* Never, ever click on a link inside an email from your bank, credit card company, or other similar institution. Instead, go directly to their website. The only exception might be when this is impossible. For example, you sometimes receive a confirmation email where you have to click a link to verify your email address or change your password. In this case, you will usually have just logged onto the company’s website and requested to sign up, change your password, etc. It would not be a random email which you would receive out of the blue. And even in this case, remember the below precautions and tips.

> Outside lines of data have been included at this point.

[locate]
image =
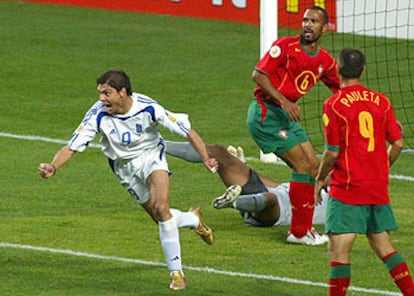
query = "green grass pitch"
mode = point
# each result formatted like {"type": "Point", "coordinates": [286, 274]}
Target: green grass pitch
{"type": "Point", "coordinates": [80, 233]}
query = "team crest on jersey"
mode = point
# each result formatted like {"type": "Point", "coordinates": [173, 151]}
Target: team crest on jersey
{"type": "Point", "coordinates": [304, 81]}
{"type": "Point", "coordinates": [275, 51]}
{"type": "Point", "coordinates": [325, 119]}
{"type": "Point", "coordinates": [283, 134]}
{"type": "Point", "coordinates": [320, 70]}
{"type": "Point", "coordinates": [172, 118]}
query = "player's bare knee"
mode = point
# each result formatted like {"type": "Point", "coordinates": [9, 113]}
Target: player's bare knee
{"type": "Point", "coordinates": [215, 150]}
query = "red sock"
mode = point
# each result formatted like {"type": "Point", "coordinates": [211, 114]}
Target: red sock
{"type": "Point", "coordinates": [303, 205]}
{"type": "Point", "coordinates": [339, 278]}
{"type": "Point", "coordinates": [399, 272]}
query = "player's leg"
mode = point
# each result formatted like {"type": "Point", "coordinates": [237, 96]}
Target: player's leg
{"type": "Point", "coordinates": [340, 246]}
{"type": "Point", "coordinates": [301, 158]}
{"type": "Point", "coordinates": [232, 171]}
{"type": "Point", "coordinates": [157, 207]}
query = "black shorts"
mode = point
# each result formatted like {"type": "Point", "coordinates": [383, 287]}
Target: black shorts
{"type": "Point", "coordinates": [253, 186]}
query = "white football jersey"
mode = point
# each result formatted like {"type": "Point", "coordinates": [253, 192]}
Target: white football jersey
{"type": "Point", "coordinates": [127, 135]}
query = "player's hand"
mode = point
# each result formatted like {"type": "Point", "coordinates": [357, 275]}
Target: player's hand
{"type": "Point", "coordinates": [47, 170]}
{"type": "Point", "coordinates": [292, 109]}
{"type": "Point", "coordinates": [317, 194]}
{"type": "Point", "coordinates": [211, 164]}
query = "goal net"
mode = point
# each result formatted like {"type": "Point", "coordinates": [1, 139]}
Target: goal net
{"type": "Point", "coordinates": [384, 31]}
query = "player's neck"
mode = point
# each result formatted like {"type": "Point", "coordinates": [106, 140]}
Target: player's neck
{"type": "Point", "coordinates": [349, 82]}
{"type": "Point", "coordinates": [125, 105]}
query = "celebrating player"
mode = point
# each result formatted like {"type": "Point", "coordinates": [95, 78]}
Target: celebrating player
{"type": "Point", "coordinates": [261, 201]}
{"type": "Point", "coordinates": [127, 123]}
{"type": "Point", "coordinates": [284, 74]}
{"type": "Point", "coordinates": [358, 123]}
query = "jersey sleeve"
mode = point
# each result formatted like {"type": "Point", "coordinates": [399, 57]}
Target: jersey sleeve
{"type": "Point", "coordinates": [330, 78]}
{"type": "Point", "coordinates": [273, 58]}
{"type": "Point", "coordinates": [393, 129]}
{"type": "Point", "coordinates": [86, 130]}
{"type": "Point", "coordinates": [176, 123]}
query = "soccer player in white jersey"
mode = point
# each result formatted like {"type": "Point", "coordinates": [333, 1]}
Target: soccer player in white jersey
{"type": "Point", "coordinates": [261, 201]}
{"type": "Point", "coordinates": [130, 139]}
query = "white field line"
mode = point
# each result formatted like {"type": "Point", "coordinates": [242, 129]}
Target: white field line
{"type": "Point", "coordinates": [60, 141]}
{"type": "Point", "coordinates": [199, 269]}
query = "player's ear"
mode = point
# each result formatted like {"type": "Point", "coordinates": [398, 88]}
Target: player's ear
{"type": "Point", "coordinates": [123, 92]}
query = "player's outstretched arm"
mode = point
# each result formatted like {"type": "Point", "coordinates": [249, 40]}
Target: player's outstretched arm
{"type": "Point", "coordinates": [47, 170]}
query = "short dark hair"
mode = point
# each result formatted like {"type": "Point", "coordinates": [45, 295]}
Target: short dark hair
{"type": "Point", "coordinates": [325, 13]}
{"type": "Point", "coordinates": [351, 62]}
{"type": "Point", "coordinates": [118, 79]}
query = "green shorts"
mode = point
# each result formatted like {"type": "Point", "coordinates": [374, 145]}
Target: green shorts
{"type": "Point", "coordinates": [346, 218]}
{"type": "Point", "coordinates": [277, 133]}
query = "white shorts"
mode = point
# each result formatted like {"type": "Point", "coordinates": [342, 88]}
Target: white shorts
{"type": "Point", "coordinates": [133, 173]}
{"type": "Point", "coordinates": [282, 193]}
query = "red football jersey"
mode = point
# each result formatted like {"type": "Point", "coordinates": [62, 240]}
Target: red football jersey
{"type": "Point", "coordinates": [294, 71]}
{"type": "Point", "coordinates": [359, 122]}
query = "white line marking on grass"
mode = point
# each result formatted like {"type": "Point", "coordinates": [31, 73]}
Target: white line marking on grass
{"type": "Point", "coordinates": [201, 269]}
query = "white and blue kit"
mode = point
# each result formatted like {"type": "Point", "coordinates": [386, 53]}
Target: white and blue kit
{"type": "Point", "coordinates": [132, 141]}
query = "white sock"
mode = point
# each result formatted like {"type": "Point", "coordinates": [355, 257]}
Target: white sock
{"type": "Point", "coordinates": [170, 241]}
{"type": "Point", "coordinates": [185, 219]}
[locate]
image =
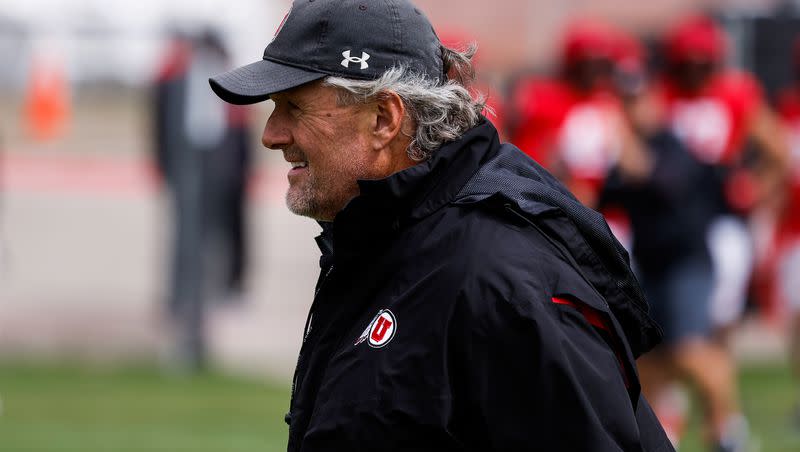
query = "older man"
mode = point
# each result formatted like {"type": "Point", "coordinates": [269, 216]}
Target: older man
{"type": "Point", "coordinates": [466, 301]}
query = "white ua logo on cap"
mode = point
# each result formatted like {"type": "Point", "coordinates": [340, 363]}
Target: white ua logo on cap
{"type": "Point", "coordinates": [348, 59]}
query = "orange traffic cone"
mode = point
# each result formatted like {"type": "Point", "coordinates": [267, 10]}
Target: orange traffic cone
{"type": "Point", "coordinates": [47, 109]}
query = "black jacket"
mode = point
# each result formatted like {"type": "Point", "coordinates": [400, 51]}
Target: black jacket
{"type": "Point", "coordinates": [464, 306]}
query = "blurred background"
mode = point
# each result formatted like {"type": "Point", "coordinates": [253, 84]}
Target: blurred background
{"type": "Point", "coordinates": [153, 287]}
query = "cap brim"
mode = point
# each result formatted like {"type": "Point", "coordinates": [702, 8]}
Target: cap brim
{"type": "Point", "coordinates": [256, 81]}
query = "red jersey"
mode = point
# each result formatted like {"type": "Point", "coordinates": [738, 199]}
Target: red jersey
{"type": "Point", "coordinates": [713, 122]}
{"type": "Point", "coordinates": [575, 135]}
{"type": "Point", "coordinates": [789, 110]}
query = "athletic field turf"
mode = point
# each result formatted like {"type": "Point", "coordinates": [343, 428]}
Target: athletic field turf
{"type": "Point", "coordinates": [80, 410]}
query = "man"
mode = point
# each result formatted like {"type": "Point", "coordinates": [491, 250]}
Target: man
{"type": "Point", "coordinates": [715, 112]}
{"type": "Point", "coordinates": [466, 301]}
{"type": "Point", "coordinates": [202, 153]}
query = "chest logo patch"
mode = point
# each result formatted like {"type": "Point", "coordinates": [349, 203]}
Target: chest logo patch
{"type": "Point", "coordinates": [380, 331]}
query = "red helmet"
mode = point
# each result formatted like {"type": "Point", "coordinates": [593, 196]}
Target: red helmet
{"type": "Point", "coordinates": [695, 38]}
{"type": "Point", "coordinates": [587, 39]}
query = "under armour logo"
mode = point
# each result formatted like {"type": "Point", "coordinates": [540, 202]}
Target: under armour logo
{"type": "Point", "coordinates": [348, 59]}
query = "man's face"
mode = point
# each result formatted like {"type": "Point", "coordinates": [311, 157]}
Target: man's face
{"type": "Point", "coordinates": [327, 145]}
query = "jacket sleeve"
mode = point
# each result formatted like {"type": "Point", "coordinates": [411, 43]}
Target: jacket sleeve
{"type": "Point", "coordinates": [541, 376]}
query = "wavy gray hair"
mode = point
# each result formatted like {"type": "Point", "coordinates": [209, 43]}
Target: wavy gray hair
{"type": "Point", "coordinates": [440, 112]}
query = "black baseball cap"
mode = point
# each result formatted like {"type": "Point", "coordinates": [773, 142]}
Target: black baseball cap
{"type": "Point", "coordinates": [356, 39]}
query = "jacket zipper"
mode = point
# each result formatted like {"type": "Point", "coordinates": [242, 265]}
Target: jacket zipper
{"type": "Point", "coordinates": [306, 334]}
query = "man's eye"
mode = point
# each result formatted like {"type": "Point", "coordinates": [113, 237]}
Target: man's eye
{"type": "Point", "coordinates": [293, 108]}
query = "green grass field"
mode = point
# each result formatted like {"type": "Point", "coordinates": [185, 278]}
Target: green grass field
{"type": "Point", "coordinates": [70, 409]}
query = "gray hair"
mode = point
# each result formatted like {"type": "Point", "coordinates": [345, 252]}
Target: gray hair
{"type": "Point", "coordinates": [440, 112]}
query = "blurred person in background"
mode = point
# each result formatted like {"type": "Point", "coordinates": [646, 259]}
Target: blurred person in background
{"type": "Point", "coordinates": [466, 301]}
{"type": "Point", "coordinates": [785, 255]}
{"type": "Point", "coordinates": [717, 112]}
{"type": "Point", "coordinates": [570, 123]}
{"type": "Point", "coordinates": [573, 124]}
{"type": "Point", "coordinates": [202, 152]}
{"type": "Point", "coordinates": [714, 111]}
{"type": "Point", "coordinates": [670, 202]}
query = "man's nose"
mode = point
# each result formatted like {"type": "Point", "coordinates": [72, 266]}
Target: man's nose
{"type": "Point", "coordinates": [276, 135]}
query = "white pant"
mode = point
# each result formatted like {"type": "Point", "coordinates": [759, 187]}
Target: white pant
{"type": "Point", "coordinates": [732, 255]}
{"type": "Point", "coordinates": [789, 276]}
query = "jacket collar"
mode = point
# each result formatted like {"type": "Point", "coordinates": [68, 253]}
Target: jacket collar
{"type": "Point", "coordinates": [385, 205]}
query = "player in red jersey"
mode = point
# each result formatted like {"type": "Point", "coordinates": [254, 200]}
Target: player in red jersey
{"type": "Point", "coordinates": [786, 284]}
{"type": "Point", "coordinates": [714, 111]}
{"type": "Point", "coordinates": [573, 124]}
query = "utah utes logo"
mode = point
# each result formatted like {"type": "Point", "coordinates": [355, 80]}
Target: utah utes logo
{"type": "Point", "coordinates": [348, 59]}
{"type": "Point", "coordinates": [380, 331]}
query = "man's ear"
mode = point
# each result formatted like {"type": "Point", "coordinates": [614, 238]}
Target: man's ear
{"type": "Point", "coordinates": [390, 114]}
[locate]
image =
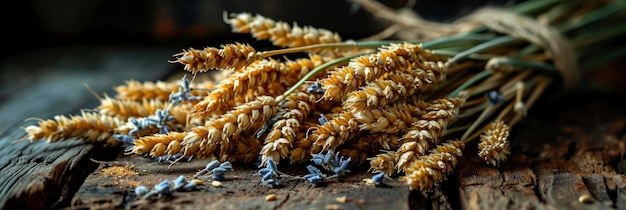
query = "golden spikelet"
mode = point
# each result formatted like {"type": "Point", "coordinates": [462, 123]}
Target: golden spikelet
{"type": "Point", "coordinates": [395, 86]}
{"type": "Point", "coordinates": [123, 109]}
{"type": "Point", "coordinates": [282, 134]}
{"type": "Point", "coordinates": [393, 118]}
{"type": "Point", "coordinates": [203, 140]}
{"type": "Point", "coordinates": [230, 56]}
{"type": "Point", "coordinates": [223, 97]}
{"type": "Point", "coordinates": [89, 127]}
{"type": "Point", "coordinates": [433, 168]}
{"type": "Point", "coordinates": [280, 33]}
{"type": "Point", "coordinates": [159, 90]}
{"type": "Point", "coordinates": [158, 145]}
{"type": "Point", "coordinates": [138, 91]}
{"type": "Point", "coordinates": [367, 145]}
{"type": "Point", "coordinates": [336, 131]}
{"type": "Point", "coordinates": [363, 69]}
{"type": "Point", "coordinates": [384, 162]}
{"type": "Point", "coordinates": [246, 150]}
{"type": "Point", "coordinates": [426, 131]}
{"type": "Point", "coordinates": [494, 145]}
{"type": "Point", "coordinates": [303, 146]}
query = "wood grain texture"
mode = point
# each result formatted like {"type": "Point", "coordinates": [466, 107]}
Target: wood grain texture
{"type": "Point", "coordinates": [48, 82]}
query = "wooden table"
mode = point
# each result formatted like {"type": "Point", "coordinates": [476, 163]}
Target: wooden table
{"type": "Point", "coordinates": [570, 146]}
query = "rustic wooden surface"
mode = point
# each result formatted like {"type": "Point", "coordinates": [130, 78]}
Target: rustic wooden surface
{"type": "Point", "coordinates": [570, 145]}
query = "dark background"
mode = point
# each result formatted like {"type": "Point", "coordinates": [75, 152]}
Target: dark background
{"type": "Point", "coordinates": [33, 24]}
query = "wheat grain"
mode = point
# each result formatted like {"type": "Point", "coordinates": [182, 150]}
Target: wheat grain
{"type": "Point", "coordinates": [158, 145]}
{"type": "Point", "coordinates": [89, 127]}
{"type": "Point", "coordinates": [292, 111]}
{"type": "Point", "coordinates": [396, 85]}
{"type": "Point", "coordinates": [433, 168]}
{"type": "Point", "coordinates": [230, 56]}
{"type": "Point", "coordinates": [280, 33]}
{"type": "Point", "coordinates": [363, 69]}
{"type": "Point", "coordinates": [203, 140]}
{"type": "Point", "coordinates": [426, 131]}
{"type": "Point", "coordinates": [494, 145]}
{"type": "Point", "coordinates": [384, 162]}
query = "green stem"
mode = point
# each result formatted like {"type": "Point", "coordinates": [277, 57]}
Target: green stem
{"type": "Point", "coordinates": [497, 42]}
{"type": "Point", "coordinates": [480, 76]}
{"type": "Point", "coordinates": [319, 69]}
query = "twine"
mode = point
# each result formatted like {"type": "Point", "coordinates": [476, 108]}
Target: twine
{"type": "Point", "coordinates": [557, 47]}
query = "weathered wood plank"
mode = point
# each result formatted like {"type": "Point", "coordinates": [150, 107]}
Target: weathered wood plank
{"type": "Point", "coordinates": [39, 175]}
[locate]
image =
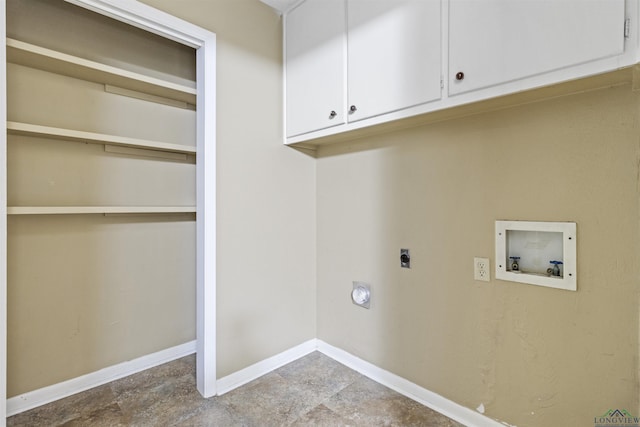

* When you go to a website which has your personal information stored, such as your bank’s or your email’s website (like Hotmail or Yahoo), don’t type the name directly into the address bar. Instead, type the name into a search engine like Google or Yahoo, and then click the link to the site. Why? Phishers sometimes rely on spelling mistakes typed into the address bar. If the URL of your bank is www.mybank.com, the phisher might make his own website under the URL www.mybanj.com. When someone accidentally makes a spelling mistake in the address bar, he will be in the phisher’s website. The phisher makes sure that his site looks identical to the real one. You “log on,” type in your username and password, and the phisher has your data. But if you go via a search engine, the real website will most likely show up at the top of the page, not the fake one!
* Don’t publish your email address on the Internet. This includes in blogs, forums, websites, etc. If you have a website, use a contact form connected to your email address. If you are a member of a forum, you can usually set it up so that you will be emailed by the forum whenever someone answers your post. Phishers and spammers regularly go through the Internet to find email addresses (they even have software to collect these email addresses). They send their spam or phishing emails to the addresses they find. If your address is only made known to valid contacts, you are less likely to receive a phishing email.
* Don’t answer your spam. This confirms that your email address exists and is likely to lead to more spam – including possible phishing attempts.
* Be careful about forwarding emails to your friends and family. Make sure the email is from a trusted source and that you are sure it does not come from a phisher who will then target your friends and contacts.